In some instances, the processor 110 may also be used to control the functioning of one or more of the other components of control subsystem 1004. For example, the processor 110 may be used to control at least one of the frequency or duration of the electrical pulses transmitted from the pulse generator 1008, the rotation rate of the imaging core 1024 by the drive unit 1006, the velocity or length of the pullback of the imaging core 1024 by the drive unit 1006, or one or more properties of one or more images formed on the display 116, such as, the graphical information element 128.
In some instances, for example as shown in these figures, an array of transducers 1030 are mounted to the imaging device 1026. Alternatively, a single transducer may be employed. Any suitable number of transducers 1030 can be used. For example, there can be two, three, four, five, six, seven, eight, nine, ten, twelve, fifteen, sixteen, twenty, twenty-five, fifty, one hundred, five hundred, one thousand, or more transducers. As will be recognized, other numbers of transducers may also be used. When a plurality of transducers 1030 are employed, the transducers 1030 can be configured into any suitable arrangement including, for example, an annular arrangement, a rectangular arrangement, or the like.

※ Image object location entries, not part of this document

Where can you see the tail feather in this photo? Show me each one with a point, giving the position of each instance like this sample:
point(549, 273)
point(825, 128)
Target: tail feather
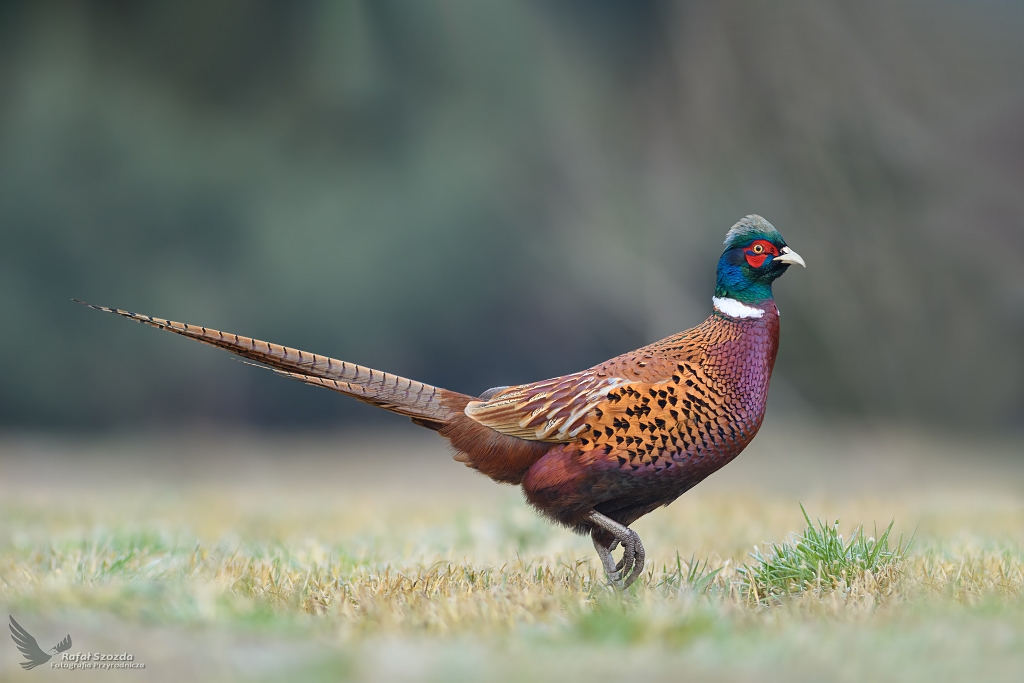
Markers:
point(427, 404)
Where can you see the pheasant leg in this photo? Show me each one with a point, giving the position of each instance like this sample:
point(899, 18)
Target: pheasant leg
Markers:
point(623, 573)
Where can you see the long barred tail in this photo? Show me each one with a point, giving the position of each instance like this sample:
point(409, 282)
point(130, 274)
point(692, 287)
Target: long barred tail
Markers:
point(428, 406)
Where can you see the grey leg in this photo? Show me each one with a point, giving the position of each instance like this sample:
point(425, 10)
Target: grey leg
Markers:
point(623, 573)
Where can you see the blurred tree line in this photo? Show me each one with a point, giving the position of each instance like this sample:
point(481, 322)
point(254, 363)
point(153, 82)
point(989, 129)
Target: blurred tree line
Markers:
point(474, 194)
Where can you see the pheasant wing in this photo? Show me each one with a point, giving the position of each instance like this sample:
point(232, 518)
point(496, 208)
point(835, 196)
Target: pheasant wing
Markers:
point(28, 645)
point(554, 411)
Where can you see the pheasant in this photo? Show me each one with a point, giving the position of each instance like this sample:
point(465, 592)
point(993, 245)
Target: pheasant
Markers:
point(596, 450)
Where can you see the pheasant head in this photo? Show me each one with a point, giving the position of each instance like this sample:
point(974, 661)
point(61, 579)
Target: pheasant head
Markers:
point(755, 255)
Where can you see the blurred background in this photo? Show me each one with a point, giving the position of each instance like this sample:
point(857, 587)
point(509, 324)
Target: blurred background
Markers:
point(483, 194)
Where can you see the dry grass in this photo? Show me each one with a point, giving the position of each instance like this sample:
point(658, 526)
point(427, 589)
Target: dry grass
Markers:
point(389, 583)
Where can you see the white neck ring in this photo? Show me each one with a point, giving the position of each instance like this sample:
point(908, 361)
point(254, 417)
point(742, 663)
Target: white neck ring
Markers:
point(734, 308)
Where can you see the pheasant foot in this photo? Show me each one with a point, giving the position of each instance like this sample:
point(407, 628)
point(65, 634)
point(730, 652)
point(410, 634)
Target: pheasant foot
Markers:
point(623, 573)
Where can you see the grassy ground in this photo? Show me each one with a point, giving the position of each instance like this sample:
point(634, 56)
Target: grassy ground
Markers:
point(256, 559)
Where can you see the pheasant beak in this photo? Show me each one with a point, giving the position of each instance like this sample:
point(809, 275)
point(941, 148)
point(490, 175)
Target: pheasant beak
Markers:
point(791, 257)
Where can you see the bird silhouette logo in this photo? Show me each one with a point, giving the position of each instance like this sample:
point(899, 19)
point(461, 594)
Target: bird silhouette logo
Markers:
point(30, 648)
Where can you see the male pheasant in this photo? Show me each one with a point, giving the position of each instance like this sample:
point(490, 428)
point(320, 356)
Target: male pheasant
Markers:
point(597, 450)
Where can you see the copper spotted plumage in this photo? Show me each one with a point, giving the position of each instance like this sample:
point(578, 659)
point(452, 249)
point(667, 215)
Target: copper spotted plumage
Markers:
point(597, 450)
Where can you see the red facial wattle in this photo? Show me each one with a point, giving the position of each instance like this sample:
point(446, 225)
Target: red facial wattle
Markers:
point(759, 251)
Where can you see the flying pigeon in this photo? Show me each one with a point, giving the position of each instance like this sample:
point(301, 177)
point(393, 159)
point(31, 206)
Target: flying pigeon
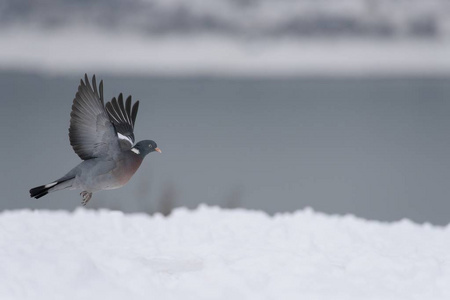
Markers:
point(102, 136)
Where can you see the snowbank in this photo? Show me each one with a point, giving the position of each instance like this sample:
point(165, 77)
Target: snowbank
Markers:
point(211, 253)
point(65, 52)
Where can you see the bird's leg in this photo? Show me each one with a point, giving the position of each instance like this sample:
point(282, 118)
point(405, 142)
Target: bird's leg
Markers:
point(86, 197)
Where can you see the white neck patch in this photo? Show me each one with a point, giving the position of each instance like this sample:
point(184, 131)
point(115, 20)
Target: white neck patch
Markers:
point(124, 137)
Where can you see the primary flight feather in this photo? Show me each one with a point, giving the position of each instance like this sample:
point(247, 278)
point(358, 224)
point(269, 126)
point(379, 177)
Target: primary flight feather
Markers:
point(103, 137)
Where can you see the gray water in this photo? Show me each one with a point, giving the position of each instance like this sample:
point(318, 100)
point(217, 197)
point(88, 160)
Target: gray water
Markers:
point(376, 148)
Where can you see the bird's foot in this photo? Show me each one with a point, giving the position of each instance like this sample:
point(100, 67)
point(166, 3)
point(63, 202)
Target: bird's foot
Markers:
point(86, 197)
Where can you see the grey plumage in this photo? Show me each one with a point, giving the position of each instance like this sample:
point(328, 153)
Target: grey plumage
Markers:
point(103, 137)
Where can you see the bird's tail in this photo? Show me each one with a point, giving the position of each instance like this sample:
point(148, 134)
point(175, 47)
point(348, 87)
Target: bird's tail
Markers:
point(57, 185)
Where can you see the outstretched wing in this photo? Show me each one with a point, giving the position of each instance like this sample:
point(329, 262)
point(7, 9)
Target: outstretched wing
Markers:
point(123, 116)
point(91, 132)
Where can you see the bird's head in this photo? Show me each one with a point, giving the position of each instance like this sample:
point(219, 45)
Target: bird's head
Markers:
point(145, 147)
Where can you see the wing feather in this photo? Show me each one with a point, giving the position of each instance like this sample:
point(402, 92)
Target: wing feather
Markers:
point(91, 132)
point(123, 117)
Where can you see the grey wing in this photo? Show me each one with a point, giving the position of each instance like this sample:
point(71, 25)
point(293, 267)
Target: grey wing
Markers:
point(123, 116)
point(91, 132)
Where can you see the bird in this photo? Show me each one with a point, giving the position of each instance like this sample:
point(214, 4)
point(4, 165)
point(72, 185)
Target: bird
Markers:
point(103, 137)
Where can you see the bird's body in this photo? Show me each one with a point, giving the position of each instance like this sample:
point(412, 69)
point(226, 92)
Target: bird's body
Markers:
point(103, 137)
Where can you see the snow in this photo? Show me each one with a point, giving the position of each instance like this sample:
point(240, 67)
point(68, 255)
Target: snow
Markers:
point(211, 253)
point(65, 52)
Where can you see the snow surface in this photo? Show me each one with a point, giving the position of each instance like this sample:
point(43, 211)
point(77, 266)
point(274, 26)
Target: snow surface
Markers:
point(211, 253)
point(65, 52)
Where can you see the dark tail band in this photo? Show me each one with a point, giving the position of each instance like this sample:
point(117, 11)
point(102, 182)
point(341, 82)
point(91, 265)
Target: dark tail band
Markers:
point(39, 191)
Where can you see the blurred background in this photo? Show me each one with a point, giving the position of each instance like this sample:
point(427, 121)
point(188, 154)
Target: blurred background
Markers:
point(342, 106)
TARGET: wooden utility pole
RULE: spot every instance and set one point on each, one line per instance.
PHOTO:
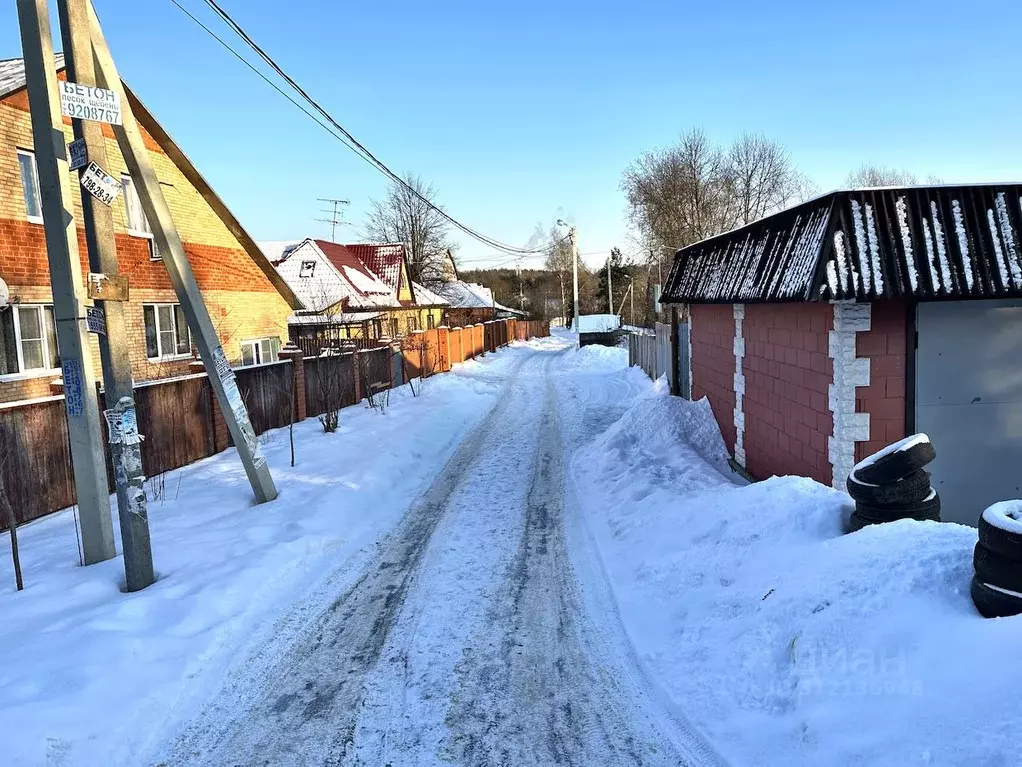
(113, 347)
(222, 377)
(81, 401)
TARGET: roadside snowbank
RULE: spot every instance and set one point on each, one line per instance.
(95, 676)
(784, 640)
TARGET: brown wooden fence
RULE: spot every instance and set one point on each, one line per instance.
(180, 417)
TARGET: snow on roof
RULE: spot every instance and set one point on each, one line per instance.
(12, 73)
(343, 318)
(335, 276)
(425, 297)
(598, 323)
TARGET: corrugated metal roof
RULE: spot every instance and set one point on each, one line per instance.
(12, 74)
(923, 241)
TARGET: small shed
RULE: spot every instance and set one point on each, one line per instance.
(827, 330)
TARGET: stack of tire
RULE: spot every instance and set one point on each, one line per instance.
(996, 587)
(893, 485)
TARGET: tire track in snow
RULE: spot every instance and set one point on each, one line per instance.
(307, 710)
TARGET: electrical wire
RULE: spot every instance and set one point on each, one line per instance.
(344, 136)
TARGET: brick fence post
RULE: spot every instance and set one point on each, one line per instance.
(444, 349)
(296, 357)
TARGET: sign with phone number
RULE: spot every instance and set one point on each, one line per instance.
(87, 102)
(100, 184)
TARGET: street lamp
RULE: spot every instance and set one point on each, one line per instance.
(573, 235)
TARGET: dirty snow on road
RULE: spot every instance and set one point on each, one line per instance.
(466, 638)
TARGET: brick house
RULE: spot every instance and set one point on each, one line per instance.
(247, 301)
(828, 330)
(363, 290)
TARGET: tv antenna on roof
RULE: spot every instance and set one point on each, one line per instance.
(335, 219)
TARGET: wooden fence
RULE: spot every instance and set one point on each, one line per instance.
(182, 423)
(650, 350)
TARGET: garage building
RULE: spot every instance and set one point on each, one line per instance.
(825, 331)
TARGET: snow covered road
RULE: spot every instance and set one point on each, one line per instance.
(466, 639)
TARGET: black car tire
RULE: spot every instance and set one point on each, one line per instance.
(993, 603)
(893, 466)
(1003, 542)
(907, 492)
(927, 509)
(992, 568)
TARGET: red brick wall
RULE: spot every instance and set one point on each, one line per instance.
(713, 363)
(22, 262)
(885, 346)
(788, 372)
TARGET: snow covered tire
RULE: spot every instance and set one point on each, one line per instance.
(926, 509)
(903, 457)
(994, 569)
(1001, 541)
(909, 491)
(993, 603)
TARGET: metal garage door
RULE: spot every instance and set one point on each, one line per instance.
(969, 401)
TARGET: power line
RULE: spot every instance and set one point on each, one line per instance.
(345, 137)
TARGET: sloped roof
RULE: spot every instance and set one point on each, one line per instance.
(12, 74)
(425, 297)
(382, 260)
(346, 280)
(922, 241)
(12, 79)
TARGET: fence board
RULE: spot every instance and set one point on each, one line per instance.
(329, 382)
(36, 459)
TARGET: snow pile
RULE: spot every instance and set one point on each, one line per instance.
(598, 323)
(784, 640)
(100, 675)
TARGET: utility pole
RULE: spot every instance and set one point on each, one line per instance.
(113, 346)
(610, 285)
(221, 375)
(573, 237)
(81, 401)
(335, 220)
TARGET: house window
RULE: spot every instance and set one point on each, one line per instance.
(259, 351)
(138, 224)
(30, 185)
(167, 331)
(28, 340)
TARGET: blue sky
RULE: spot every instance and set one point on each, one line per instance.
(522, 113)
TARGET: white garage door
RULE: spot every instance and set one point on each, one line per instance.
(969, 401)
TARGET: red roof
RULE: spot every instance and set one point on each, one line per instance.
(382, 260)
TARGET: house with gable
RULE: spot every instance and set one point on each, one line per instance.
(344, 298)
(247, 300)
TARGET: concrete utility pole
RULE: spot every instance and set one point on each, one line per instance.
(221, 375)
(81, 402)
(114, 345)
(573, 236)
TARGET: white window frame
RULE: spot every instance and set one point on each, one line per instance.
(132, 201)
(257, 345)
(35, 170)
(160, 357)
(36, 372)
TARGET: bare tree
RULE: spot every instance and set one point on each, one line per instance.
(696, 188)
(7, 514)
(403, 216)
(872, 175)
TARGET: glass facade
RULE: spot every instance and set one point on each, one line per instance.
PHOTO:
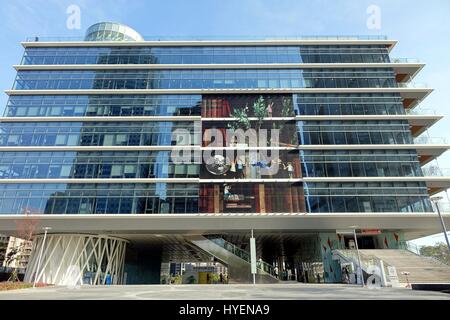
(223, 185)
(364, 163)
(348, 104)
(92, 198)
(104, 105)
(355, 132)
(206, 79)
(206, 55)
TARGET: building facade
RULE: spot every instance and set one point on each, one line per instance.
(141, 153)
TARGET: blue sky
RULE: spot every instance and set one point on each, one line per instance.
(422, 28)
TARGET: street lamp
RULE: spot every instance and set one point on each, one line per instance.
(40, 255)
(436, 204)
(359, 256)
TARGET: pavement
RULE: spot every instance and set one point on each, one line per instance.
(289, 291)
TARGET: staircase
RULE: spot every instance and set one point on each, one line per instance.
(421, 269)
(236, 260)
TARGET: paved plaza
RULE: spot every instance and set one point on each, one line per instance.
(294, 291)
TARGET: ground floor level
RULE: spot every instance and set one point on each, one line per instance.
(208, 258)
(215, 249)
(295, 291)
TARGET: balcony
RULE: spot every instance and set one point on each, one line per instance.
(405, 60)
(435, 171)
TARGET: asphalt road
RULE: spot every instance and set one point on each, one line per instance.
(294, 291)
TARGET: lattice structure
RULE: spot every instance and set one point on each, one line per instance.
(74, 259)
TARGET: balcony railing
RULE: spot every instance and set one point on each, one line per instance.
(219, 38)
(404, 60)
(430, 140)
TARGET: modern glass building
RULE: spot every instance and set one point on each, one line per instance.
(126, 154)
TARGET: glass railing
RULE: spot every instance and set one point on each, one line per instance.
(264, 266)
(221, 38)
(430, 140)
(435, 171)
(404, 60)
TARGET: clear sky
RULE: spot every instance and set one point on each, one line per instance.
(421, 27)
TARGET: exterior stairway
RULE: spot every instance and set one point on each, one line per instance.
(236, 260)
(422, 269)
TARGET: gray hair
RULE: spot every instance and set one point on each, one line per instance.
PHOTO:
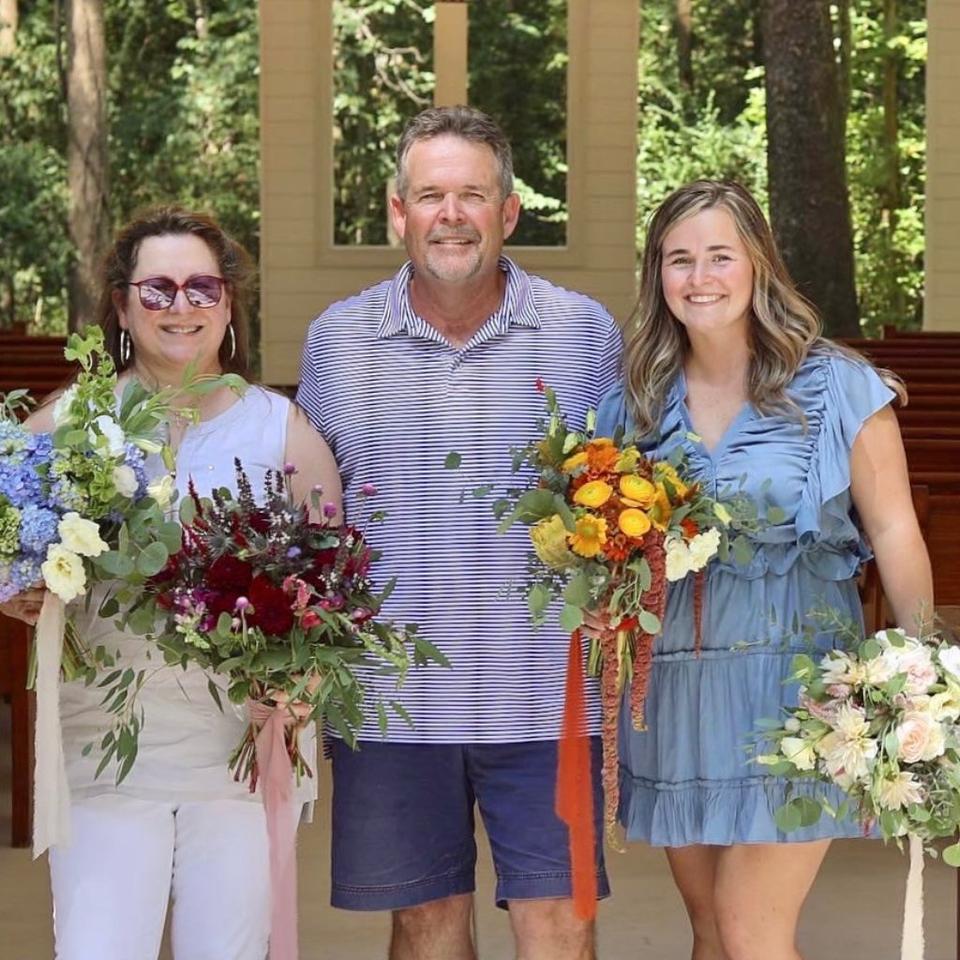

The one or more transducers 1030 may be formed from materials capable of transforming applied electrical pulses to pressure distortions on the surface of the one or more transducers 1030, and vice versa. Examples of suitable materials include piezoelectric ceramic materials, piezocomposite materials, piezoelectric plastics, barium titanates, lead zirconate titanates, lead metaniobates, polyvinylidene fluorides, and the like. Other transducer technologies include composite materials, single-crystal composites, and semiconductor devices (e.g., capacitive micromachined ultrasound transducers (“cMUT”), piezoelectric micromachined ultrasound transducers (“pMUT”), or the like).
The pressure distortions on the surface of the one or more transducers 1030 form acoustic pulses of a frequency based on the resonant frequencies of the one or more transducers 1030. The resonant frequencies of the one or more transducers 1030 may be affected by the size, shape, and material used to form the one or more transducers 1030. The one or more transducers 1030 may be formed in any shape suitable for positioning within the catheter 1002 and for propagating acoustic pulses of a desired frequency in one or more selected directions. For example, transducers may be disc-shaped, block-shaped, rectangular-shaped, oval-shaped, and the like. The one or more transducers may be formed in the desired shape by any process including, for example, dicing, dice and fill, machining, microfabrication, and the like.
As an example, each of the one or more transducers 1030 may include a layer of piezoelectric material sandwiched between a matching layer and a conductive backing material formed from an acoustically absorbent material (e.g., an epoxy substrate with tungsten particles). During operation, the piezoelectric layer may be electrically excited to cause the emission of acoustic pulses.
The one or more transducers 1030 can be used to form a radial cross-sectional image of a surrounding space. Thus, for example, when the one or more transducers 1030 are disposed in the catheter 1002 and inserted into a blood vessel of a patient, the one more transducers 1030 may be used to form an image of the walls of the blood vessel and tissue surrounding the blood vessel. The imaging core 1024 and one or more transducers produce IVUS images 122.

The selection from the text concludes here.